A partir de 1960, los barcos comenzaron a emitir señales submarinas en un rango de aproximadamente cinco kilohertz (kHz). Fue entonces cuando comenzó la locura para las ballenas de pico, especialmente en el Mediterráneo.

Entre 1960 y 2004, 121 de estos llamados varamientos de masa “atípicos” tuvieron lugar, con al menos 40 estrechamente vinculados en el tiempo y el lugar con las actividades navales.
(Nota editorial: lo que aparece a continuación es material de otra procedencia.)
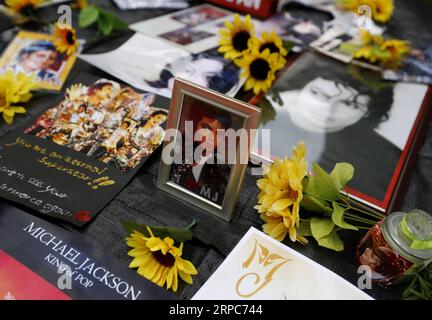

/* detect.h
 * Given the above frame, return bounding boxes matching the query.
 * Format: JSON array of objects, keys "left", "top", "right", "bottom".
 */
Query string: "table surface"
[{"left": 0, "top": 0, "right": 432, "bottom": 299}]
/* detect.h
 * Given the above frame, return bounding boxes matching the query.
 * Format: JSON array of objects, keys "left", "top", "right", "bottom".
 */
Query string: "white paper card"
[{"left": 193, "top": 228, "right": 372, "bottom": 300}]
Estos no fueron varamientos individuales de animales viejos o enfermos, ni tampoco varamientos en masa como ocurrió en noviembre en Nueva Zelanda, cuando más de 200 ballenas piloto encallaron juntas.

El episodio más mortal ocurrió en 2002, cuando sucedieron 14 varamientos en 36 horas en las islas Canarias durante un ejercicio naval de la OTAN. “A las pocas horas del despliegue del sonar, los animales comenzaron a aparecer en la playa”, dijo Bernaldo de Quirós.

En el exterior, las ballenas no mostraron signos de enfermedad o daño: tenían un peso corporal normal y no tenían lesiones ni infecciones en la piel. Internamente, era otra historia. Burbujas de gas nitrógeno llenaron las venas, y sus cerebros fueron devastados por hemorragia.

Las autopsias también revelaron daños en otros órganos, así como en la médula espinal y el sistema nervioso central.